Errors-To: iommu-bounces@lists.linux-foundation.org
Sender: "iommu" <iommu-bounces@lists.linux-foundation.org>

On 30/01/2020 3:06 pm, Auger Eric wrote:
> Hi Rob,
> On 1/17/20 10:16 PM, Rob Herring wrote:
>> Arm SMMUv3.2 adds support for TLB range invalidate operations.
>> Support for range invalidate is determined by the RIL bit in the IDR3
>> register.
>>
>> The range invalidate is in units of the leaf page size and operates on
>> 1-32 chunks of a power of 2 multiple pages. First, we determine from the
>> size what power of 2 multiple we can use. Then we calculate how many
>> chunks (1-31) of the power of 2 size for the range on the iteration. On
>> each iteration, we move up in size by at least 5 bits.
>>
>> Cc: Eric Auger <eric.auger@redhat.com>
>> Cc: Jean-Philippe Brucker <jean-philippe@linaro.org>
>> Cc: Will Deacon <will@kernel.org>
>> Cc: Robin Murphy <robin.murphy@arm.com>
>> Cc: Joerg Roedel <joro@8bytes.org>
>> Signed-off-by: Rob Herring <robh@kernel.org>
>> ---
>>   drivers/iommu/arm-smmu-v3.c | 66 ++++++++++++++++++++++++++++++++++++-
>>   1 file changed, 65 insertions(+), 1 deletion(-)
>>
>> diff --git a/drivers/iommu/arm-smmu-v3.c b/drivers/iommu/arm-smmu-v3.c
>> index e91b4a098215..0ee561db7149 100644
>> --- a/drivers/iommu/arm-smmu-v3.c
>> +++ b/drivers/iommu/arm-smmu-v3.c
>> @@ -70,6 +70,9 @@
>>   #define IDR1_SSIDSIZE			GENMASK(10, 6)
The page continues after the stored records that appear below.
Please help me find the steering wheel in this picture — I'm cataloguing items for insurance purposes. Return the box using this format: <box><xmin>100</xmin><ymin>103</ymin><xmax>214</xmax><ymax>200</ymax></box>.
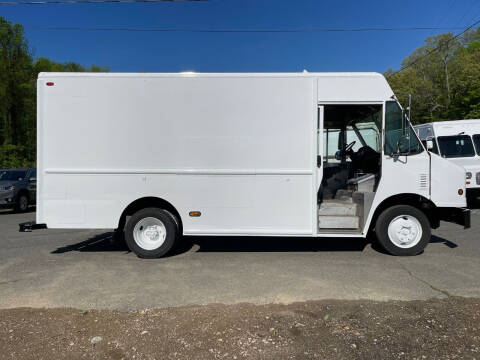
<box><xmin>345</xmin><ymin>140</ymin><xmax>356</xmax><ymax>152</ymax></box>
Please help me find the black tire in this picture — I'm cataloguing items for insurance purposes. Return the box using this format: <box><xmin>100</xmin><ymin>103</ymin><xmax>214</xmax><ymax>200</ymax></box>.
<box><xmin>125</xmin><ymin>208</ymin><xmax>179</xmax><ymax>259</ymax></box>
<box><xmin>13</xmin><ymin>193</ymin><xmax>28</xmax><ymax>212</ymax></box>
<box><xmin>375</xmin><ymin>205</ymin><xmax>432</xmax><ymax>256</ymax></box>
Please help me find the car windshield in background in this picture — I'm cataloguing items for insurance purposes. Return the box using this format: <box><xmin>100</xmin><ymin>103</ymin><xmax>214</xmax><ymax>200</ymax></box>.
<box><xmin>0</xmin><ymin>170</ymin><xmax>27</xmax><ymax>181</ymax></box>
<box><xmin>438</xmin><ymin>135</ymin><xmax>475</xmax><ymax>158</ymax></box>
<box><xmin>472</xmin><ymin>134</ymin><xmax>480</xmax><ymax>155</ymax></box>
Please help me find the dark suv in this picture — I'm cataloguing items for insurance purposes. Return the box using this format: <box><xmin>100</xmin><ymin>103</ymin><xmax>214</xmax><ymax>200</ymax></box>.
<box><xmin>0</xmin><ymin>169</ymin><xmax>37</xmax><ymax>211</ymax></box>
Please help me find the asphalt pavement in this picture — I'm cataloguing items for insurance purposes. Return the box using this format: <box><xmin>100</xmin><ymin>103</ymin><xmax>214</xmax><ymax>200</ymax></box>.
<box><xmin>0</xmin><ymin>210</ymin><xmax>480</xmax><ymax>310</ymax></box>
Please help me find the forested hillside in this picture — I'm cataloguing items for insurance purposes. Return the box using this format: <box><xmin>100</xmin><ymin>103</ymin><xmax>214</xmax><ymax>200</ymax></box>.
<box><xmin>385</xmin><ymin>28</ymin><xmax>480</xmax><ymax>124</ymax></box>
<box><xmin>0</xmin><ymin>17</ymin><xmax>108</xmax><ymax>169</ymax></box>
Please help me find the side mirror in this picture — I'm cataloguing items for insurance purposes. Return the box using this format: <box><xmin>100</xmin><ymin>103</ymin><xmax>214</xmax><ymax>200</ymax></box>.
<box><xmin>427</xmin><ymin>139</ymin><xmax>433</xmax><ymax>151</ymax></box>
<box><xmin>335</xmin><ymin>150</ymin><xmax>342</xmax><ymax>161</ymax></box>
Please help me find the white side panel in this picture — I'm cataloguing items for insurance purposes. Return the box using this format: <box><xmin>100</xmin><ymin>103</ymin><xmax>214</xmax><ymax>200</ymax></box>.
<box><xmin>38</xmin><ymin>75</ymin><xmax>316</xmax><ymax>235</ymax></box>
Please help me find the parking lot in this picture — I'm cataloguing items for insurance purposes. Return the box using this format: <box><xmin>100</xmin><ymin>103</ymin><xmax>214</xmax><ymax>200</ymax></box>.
<box><xmin>0</xmin><ymin>210</ymin><xmax>480</xmax><ymax>310</ymax></box>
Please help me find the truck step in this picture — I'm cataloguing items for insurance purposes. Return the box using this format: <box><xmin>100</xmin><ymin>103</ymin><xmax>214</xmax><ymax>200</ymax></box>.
<box><xmin>318</xmin><ymin>200</ymin><xmax>358</xmax><ymax>216</ymax></box>
<box><xmin>318</xmin><ymin>215</ymin><xmax>360</xmax><ymax>229</ymax></box>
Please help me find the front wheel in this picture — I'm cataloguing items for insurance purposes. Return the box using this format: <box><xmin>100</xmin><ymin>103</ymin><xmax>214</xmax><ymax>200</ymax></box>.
<box><xmin>125</xmin><ymin>208</ymin><xmax>179</xmax><ymax>258</ymax></box>
<box><xmin>375</xmin><ymin>205</ymin><xmax>431</xmax><ymax>256</ymax></box>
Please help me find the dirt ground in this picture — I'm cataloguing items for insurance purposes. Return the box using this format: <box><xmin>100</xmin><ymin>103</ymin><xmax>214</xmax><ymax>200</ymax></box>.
<box><xmin>0</xmin><ymin>297</ymin><xmax>480</xmax><ymax>359</ymax></box>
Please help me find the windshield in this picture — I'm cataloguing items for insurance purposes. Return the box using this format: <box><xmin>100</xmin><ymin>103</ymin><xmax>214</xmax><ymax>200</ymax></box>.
<box><xmin>472</xmin><ymin>134</ymin><xmax>480</xmax><ymax>155</ymax></box>
<box><xmin>0</xmin><ymin>170</ymin><xmax>27</xmax><ymax>181</ymax></box>
<box><xmin>438</xmin><ymin>135</ymin><xmax>475</xmax><ymax>158</ymax></box>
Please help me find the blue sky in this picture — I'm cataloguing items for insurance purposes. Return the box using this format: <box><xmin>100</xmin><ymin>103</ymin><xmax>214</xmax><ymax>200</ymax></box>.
<box><xmin>0</xmin><ymin>0</ymin><xmax>480</xmax><ymax>72</ymax></box>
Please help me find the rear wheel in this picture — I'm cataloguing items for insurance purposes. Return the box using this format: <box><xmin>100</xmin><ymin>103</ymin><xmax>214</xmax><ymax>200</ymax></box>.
<box><xmin>375</xmin><ymin>205</ymin><xmax>431</xmax><ymax>256</ymax></box>
<box><xmin>125</xmin><ymin>208</ymin><xmax>179</xmax><ymax>258</ymax></box>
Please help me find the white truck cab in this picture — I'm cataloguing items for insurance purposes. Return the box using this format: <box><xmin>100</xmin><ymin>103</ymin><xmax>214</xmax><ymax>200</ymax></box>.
<box><xmin>415</xmin><ymin>119</ymin><xmax>480</xmax><ymax>200</ymax></box>
<box><xmin>23</xmin><ymin>73</ymin><xmax>470</xmax><ymax>257</ymax></box>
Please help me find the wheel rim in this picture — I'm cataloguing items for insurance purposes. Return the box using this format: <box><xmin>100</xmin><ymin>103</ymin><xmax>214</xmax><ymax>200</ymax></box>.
<box><xmin>388</xmin><ymin>215</ymin><xmax>423</xmax><ymax>249</ymax></box>
<box><xmin>19</xmin><ymin>196</ymin><xmax>28</xmax><ymax>210</ymax></box>
<box><xmin>133</xmin><ymin>217</ymin><xmax>167</xmax><ymax>250</ymax></box>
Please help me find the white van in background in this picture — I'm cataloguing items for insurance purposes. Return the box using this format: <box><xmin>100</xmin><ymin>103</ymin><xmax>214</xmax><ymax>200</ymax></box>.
<box><xmin>415</xmin><ymin>119</ymin><xmax>480</xmax><ymax>197</ymax></box>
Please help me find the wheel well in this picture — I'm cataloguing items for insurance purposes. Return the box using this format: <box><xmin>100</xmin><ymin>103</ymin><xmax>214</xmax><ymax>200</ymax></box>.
<box><xmin>370</xmin><ymin>194</ymin><xmax>440</xmax><ymax>230</ymax></box>
<box><xmin>118</xmin><ymin>197</ymin><xmax>183</xmax><ymax>234</ymax></box>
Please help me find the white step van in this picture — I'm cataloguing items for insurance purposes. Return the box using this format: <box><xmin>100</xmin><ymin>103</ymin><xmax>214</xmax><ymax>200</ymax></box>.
<box><xmin>31</xmin><ymin>73</ymin><xmax>470</xmax><ymax>257</ymax></box>
<box><xmin>415</xmin><ymin>119</ymin><xmax>480</xmax><ymax>197</ymax></box>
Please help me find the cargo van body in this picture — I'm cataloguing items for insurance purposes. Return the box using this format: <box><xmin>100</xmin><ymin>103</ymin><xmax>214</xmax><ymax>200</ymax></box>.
<box><xmin>36</xmin><ymin>73</ymin><xmax>469</xmax><ymax>257</ymax></box>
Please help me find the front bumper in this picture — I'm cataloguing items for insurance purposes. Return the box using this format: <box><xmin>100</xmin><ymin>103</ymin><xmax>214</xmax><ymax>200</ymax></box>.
<box><xmin>437</xmin><ymin>208</ymin><xmax>471</xmax><ymax>229</ymax></box>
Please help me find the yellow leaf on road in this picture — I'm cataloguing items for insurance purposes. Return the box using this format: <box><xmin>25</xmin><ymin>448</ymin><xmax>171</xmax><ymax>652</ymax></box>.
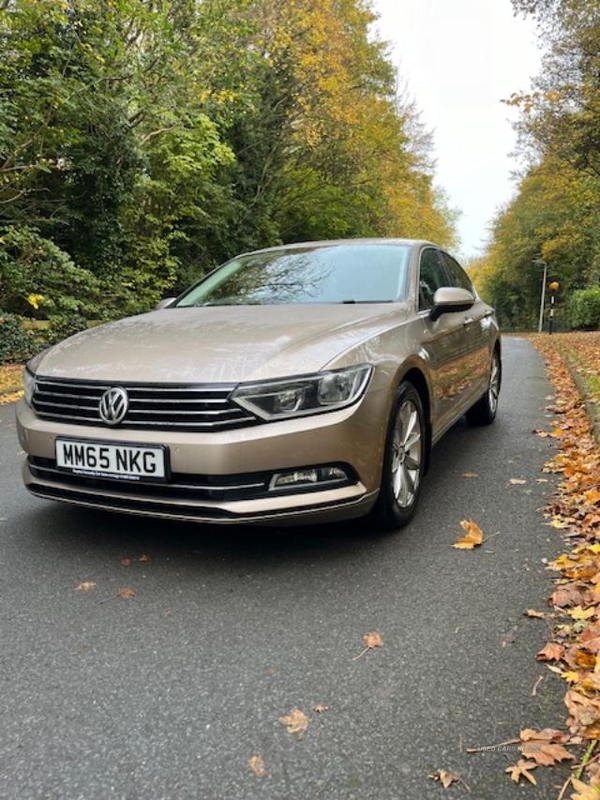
<box><xmin>429</xmin><ymin>769</ymin><xmax>461</xmax><ymax>789</ymax></box>
<box><xmin>75</xmin><ymin>581</ymin><xmax>96</xmax><ymax>592</ymax></box>
<box><xmin>352</xmin><ymin>631</ymin><xmax>383</xmax><ymax>661</ymax></box>
<box><xmin>452</xmin><ymin>519</ymin><xmax>483</xmax><ymax>550</ymax></box>
<box><xmin>279</xmin><ymin>708</ymin><xmax>308</xmax><ymax>739</ymax></box>
<box><xmin>565</xmin><ymin>606</ymin><xmax>596</xmax><ymax>619</ymax></box>
<box><xmin>248</xmin><ymin>753</ymin><xmax>267</xmax><ymax>778</ymax></box>
<box><xmin>504</xmin><ymin>758</ymin><xmax>537</xmax><ymax>786</ymax></box>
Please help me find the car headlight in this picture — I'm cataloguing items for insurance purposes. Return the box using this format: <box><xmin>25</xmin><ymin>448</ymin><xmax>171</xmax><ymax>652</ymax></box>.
<box><xmin>231</xmin><ymin>364</ymin><xmax>373</xmax><ymax>421</ymax></box>
<box><xmin>23</xmin><ymin>367</ymin><xmax>35</xmax><ymax>406</ymax></box>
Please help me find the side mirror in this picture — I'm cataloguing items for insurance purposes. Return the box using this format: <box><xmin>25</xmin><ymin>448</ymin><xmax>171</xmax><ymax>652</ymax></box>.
<box><xmin>429</xmin><ymin>286</ymin><xmax>475</xmax><ymax>322</ymax></box>
<box><xmin>155</xmin><ymin>297</ymin><xmax>177</xmax><ymax>311</ymax></box>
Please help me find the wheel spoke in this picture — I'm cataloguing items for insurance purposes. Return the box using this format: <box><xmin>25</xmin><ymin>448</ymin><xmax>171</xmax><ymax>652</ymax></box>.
<box><xmin>391</xmin><ymin>400</ymin><xmax>422</xmax><ymax>508</ymax></box>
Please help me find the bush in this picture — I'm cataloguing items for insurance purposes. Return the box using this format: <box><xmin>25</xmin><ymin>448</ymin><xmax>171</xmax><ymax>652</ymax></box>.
<box><xmin>568</xmin><ymin>287</ymin><xmax>600</xmax><ymax>331</ymax></box>
<box><xmin>0</xmin><ymin>226</ymin><xmax>106</xmax><ymax>319</ymax></box>
<box><xmin>0</xmin><ymin>312</ymin><xmax>40</xmax><ymax>364</ymax></box>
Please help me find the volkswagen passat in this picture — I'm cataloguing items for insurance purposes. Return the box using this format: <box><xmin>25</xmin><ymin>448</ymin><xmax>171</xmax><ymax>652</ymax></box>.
<box><xmin>17</xmin><ymin>244</ymin><xmax>501</xmax><ymax>528</ymax></box>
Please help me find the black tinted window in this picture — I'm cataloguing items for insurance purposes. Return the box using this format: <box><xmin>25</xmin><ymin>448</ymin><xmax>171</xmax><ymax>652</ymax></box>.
<box><xmin>419</xmin><ymin>247</ymin><xmax>450</xmax><ymax>309</ymax></box>
<box><xmin>441</xmin><ymin>253</ymin><xmax>473</xmax><ymax>293</ymax></box>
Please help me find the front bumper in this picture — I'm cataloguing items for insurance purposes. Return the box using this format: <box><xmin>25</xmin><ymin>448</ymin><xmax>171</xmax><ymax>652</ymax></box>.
<box><xmin>17</xmin><ymin>392</ymin><xmax>389</xmax><ymax>524</ymax></box>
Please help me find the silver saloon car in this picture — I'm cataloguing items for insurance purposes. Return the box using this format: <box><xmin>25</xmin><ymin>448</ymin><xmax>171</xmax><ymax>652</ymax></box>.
<box><xmin>17</xmin><ymin>239</ymin><xmax>501</xmax><ymax>529</ymax></box>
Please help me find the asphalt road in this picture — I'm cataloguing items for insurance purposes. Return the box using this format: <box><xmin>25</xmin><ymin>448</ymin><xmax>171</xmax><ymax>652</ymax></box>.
<box><xmin>0</xmin><ymin>338</ymin><xmax>565</xmax><ymax>800</ymax></box>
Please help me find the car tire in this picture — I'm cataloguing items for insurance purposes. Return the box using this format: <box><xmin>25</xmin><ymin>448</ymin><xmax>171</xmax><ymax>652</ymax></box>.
<box><xmin>373</xmin><ymin>381</ymin><xmax>427</xmax><ymax>531</ymax></box>
<box><xmin>467</xmin><ymin>350</ymin><xmax>502</xmax><ymax>425</ymax></box>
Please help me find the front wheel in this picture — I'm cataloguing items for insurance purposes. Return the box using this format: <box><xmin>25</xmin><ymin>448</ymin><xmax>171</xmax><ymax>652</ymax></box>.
<box><xmin>467</xmin><ymin>350</ymin><xmax>502</xmax><ymax>425</ymax></box>
<box><xmin>374</xmin><ymin>381</ymin><xmax>426</xmax><ymax>530</ymax></box>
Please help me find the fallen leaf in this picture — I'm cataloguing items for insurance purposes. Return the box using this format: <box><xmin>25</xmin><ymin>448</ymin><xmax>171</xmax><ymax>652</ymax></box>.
<box><xmin>279</xmin><ymin>708</ymin><xmax>308</xmax><ymax>739</ymax></box>
<box><xmin>536</xmin><ymin>642</ymin><xmax>565</xmax><ymax>661</ymax></box>
<box><xmin>566</xmin><ymin>606</ymin><xmax>596</xmax><ymax>620</ymax></box>
<box><xmin>452</xmin><ymin>519</ymin><xmax>483</xmax><ymax>550</ymax></box>
<box><xmin>504</xmin><ymin>758</ymin><xmax>537</xmax><ymax>786</ymax></box>
<box><xmin>352</xmin><ymin>631</ymin><xmax>383</xmax><ymax>661</ymax></box>
<box><xmin>571</xmin><ymin>777</ymin><xmax>600</xmax><ymax>800</ymax></box>
<box><xmin>248</xmin><ymin>753</ymin><xmax>267</xmax><ymax>778</ymax></box>
<box><xmin>75</xmin><ymin>581</ymin><xmax>97</xmax><ymax>592</ymax></box>
<box><xmin>519</xmin><ymin>728</ymin><xmax>575</xmax><ymax>767</ymax></box>
<box><xmin>429</xmin><ymin>769</ymin><xmax>461</xmax><ymax>789</ymax></box>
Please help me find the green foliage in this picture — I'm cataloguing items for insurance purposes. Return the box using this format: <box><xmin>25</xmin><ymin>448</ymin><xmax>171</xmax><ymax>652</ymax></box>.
<box><xmin>478</xmin><ymin>0</ymin><xmax>600</xmax><ymax>327</ymax></box>
<box><xmin>0</xmin><ymin>0</ymin><xmax>454</xmax><ymax>318</ymax></box>
<box><xmin>568</xmin><ymin>287</ymin><xmax>600</xmax><ymax>331</ymax></box>
<box><xmin>0</xmin><ymin>312</ymin><xmax>40</xmax><ymax>364</ymax></box>
<box><xmin>0</xmin><ymin>226</ymin><xmax>107</xmax><ymax>319</ymax></box>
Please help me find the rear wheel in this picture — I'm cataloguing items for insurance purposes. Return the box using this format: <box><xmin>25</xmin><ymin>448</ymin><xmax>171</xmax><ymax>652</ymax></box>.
<box><xmin>467</xmin><ymin>350</ymin><xmax>502</xmax><ymax>425</ymax></box>
<box><xmin>374</xmin><ymin>381</ymin><xmax>426</xmax><ymax>530</ymax></box>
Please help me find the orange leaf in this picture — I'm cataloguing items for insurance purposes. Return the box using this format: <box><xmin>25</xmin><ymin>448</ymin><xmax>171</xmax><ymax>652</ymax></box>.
<box><xmin>248</xmin><ymin>753</ymin><xmax>267</xmax><ymax>778</ymax></box>
<box><xmin>75</xmin><ymin>581</ymin><xmax>97</xmax><ymax>592</ymax></box>
<box><xmin>429</xmin><ymin>769</ymin><xmax>461</xmax><ymax>789</ymax></box>
<box><xmin>352</xmin><ymin>631</ymin><xmax>383</xmax><ymax>661</ymax></box>
<box><xmin>452</xmin><ymin>519</ymin><xmax>483</xmax><ymax>550</ymax></box>
<box><xmin>536</xmin><ymin>642</ymin><xmax>565</xmax><ymax>661</ymax></box>
<box><xmin>279</xmin><ymin>708</ymin><xmax>308</xmax><ymax>739</ymax></box>
<box><xmin>504</xmin><ymin>758</ymin><xmax>537</xmax><ymax>786</ymax></box>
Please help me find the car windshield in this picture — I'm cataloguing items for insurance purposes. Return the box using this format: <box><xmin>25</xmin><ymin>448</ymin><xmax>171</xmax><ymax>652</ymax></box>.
<box><xmin>176</xmin><ymin>244</ymin><xmax>410</xmax><ymax>307</ymax></box>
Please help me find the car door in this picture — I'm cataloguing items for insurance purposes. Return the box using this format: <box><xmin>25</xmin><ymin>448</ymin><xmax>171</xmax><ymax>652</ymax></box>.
<box><xmin>418</xmin><ymin>246</ymin><xmax>472</xmax><ymax>441</ymax></box>
<box><xmin>441</xmin><ymin>251</ymin><xmax>493</xmax><ymax>405</ymax></box>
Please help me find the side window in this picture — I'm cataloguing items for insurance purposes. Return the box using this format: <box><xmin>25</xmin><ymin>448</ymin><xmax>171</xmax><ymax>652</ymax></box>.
<box><xmin>419</xmin><ymin>247</ymin><xmax>450</xmax><ymax>311</ymax></box>
<box><xmin>441</xmin><ymin>253</ymin><xmax>474</xmax><ymax>294</ymax></box>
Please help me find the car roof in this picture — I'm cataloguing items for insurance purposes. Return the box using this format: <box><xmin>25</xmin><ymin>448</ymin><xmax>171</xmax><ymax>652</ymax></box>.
<box><xmin>244</xmin><ymin>237</ymin><xmax>438</xmax><ymax>255</ymax></box>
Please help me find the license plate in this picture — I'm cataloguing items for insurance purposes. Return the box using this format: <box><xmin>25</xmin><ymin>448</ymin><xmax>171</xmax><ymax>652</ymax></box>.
<box><xmin>56</xmin><ymin>439</ymin><xmax>167</xmax><ymax>481</ymax></box>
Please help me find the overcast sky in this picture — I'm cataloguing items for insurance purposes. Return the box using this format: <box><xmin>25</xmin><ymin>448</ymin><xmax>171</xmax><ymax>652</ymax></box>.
<box><xmin>373</xmin><ymin>0</ymin><xmax>540</xmax><ymax>258</ymax></box>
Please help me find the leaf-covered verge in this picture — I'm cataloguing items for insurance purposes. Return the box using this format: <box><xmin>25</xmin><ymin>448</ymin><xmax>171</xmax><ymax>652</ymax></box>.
<box><xmin>473</xmin><ymin>0</ymin><xmax>600</xmax><ymax>331</ymax></box>
<box><xmin>512</xmin><ymin>333</ymin><xmax>600</xmax><ymax>800</ymax></box>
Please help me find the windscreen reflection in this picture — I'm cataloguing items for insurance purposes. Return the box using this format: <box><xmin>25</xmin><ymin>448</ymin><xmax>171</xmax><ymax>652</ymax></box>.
<box><xmin>177</xmin><ymin>244</ymin><xmax>410</xmax><ymax>307</ymax></box>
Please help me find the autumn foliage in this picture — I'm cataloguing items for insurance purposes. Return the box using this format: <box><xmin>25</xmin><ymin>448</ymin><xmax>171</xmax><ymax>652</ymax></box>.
<box><xmin>528</xmin><ymin>333</ymin><xmax>600</xmax><ymax>798</ymax></box>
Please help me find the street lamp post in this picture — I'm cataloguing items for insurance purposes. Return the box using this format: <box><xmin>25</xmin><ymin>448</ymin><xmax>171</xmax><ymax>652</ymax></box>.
<box><xmin>533</xmin><ymin>258</ymin><xmax>548</xmax><ymax>333</ymax></box>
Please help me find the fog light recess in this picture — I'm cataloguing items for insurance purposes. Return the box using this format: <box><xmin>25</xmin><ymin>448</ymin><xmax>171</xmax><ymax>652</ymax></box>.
<box><xmin>269</xmin><ymin>467</ymin><xmax>350</xmax><ymax>491</ymax></box>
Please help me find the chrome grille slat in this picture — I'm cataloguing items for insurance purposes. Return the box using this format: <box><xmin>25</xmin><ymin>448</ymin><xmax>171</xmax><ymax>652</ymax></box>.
<box><xmin>32</xmin><ymin>376</ymin><xmax>260</xmax><ymax>432</ymax></box>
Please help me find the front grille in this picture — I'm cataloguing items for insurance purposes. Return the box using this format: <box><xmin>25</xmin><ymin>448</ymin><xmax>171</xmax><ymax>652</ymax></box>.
<box><xmin>32</xmin><ymin>377</ymin><xmax>260</xmax><ymax>431</ymax></box>
<box><xmin>28</xmin><ymin>456</ymin><xmax>272</xmax><ymax>502</ymax></box>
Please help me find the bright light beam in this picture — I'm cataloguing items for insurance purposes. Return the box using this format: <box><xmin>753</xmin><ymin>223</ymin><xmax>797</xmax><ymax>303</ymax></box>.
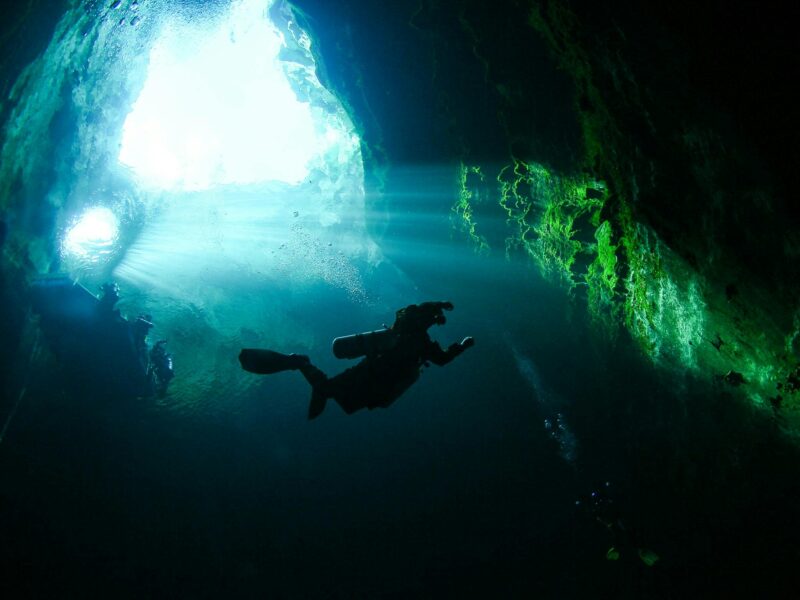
<box><xmin>119</xmin><ymin>0</ymin><xmax>318</xmax><ymax>191</ymax></box>
<box><xmin>62</xmin><ymin>206</ymin><xmax>119</xmax><ymax>264</ymax></box>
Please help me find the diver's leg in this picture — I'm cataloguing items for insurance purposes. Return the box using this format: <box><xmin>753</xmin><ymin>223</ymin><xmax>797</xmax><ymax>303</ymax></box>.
<box><xmin>300</xmin><ymin>363</ymin><xmax>330</xmax><ymax>420</ymax></box>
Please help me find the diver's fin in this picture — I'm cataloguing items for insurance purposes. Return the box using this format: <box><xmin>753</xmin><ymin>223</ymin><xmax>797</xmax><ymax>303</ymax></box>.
<box><xmin>308</xmin><ymin>392</ymin><xmax>325</xmax><ymax>421</ymax></box>
<box><xmin>239</xmin><ymin>348</ymin><xmax>309</xmax><ymax>375</ymax></box>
>>   #define IDR1_SIDSIZE			GENMASK(5, 0)
>>   
>> +#define ARM_SMMU_IDR3			0xc
>> +#define IDR3_RIL			(1 << 10)
>> +
>>   #define ARM_SMMU_IDR5			0x14
>>   #define IDR5_STALL_MAX			GENMASK(31, 16)
>>   #define IDR5_GRAN64K			(1 << 6)
>> @@ -327,9 +330,14 @@
>>   #define CMDQ_CFGI_1_LEAF		(1UL << 0)
>>   #define CMDQ_CFGI_1_RANGE		GENMASK_ULL(4, 0)
>>   
>> +#define CMDQ_TLBI_0_NUM			GENMASK_ULL(16, 12)
>> +#define CMDQ_TLBI_RANGE_NUM_MAX		31
>> +#define CMDQ_TLBI_0_SCALE		GENMASK_ULL(24, 20)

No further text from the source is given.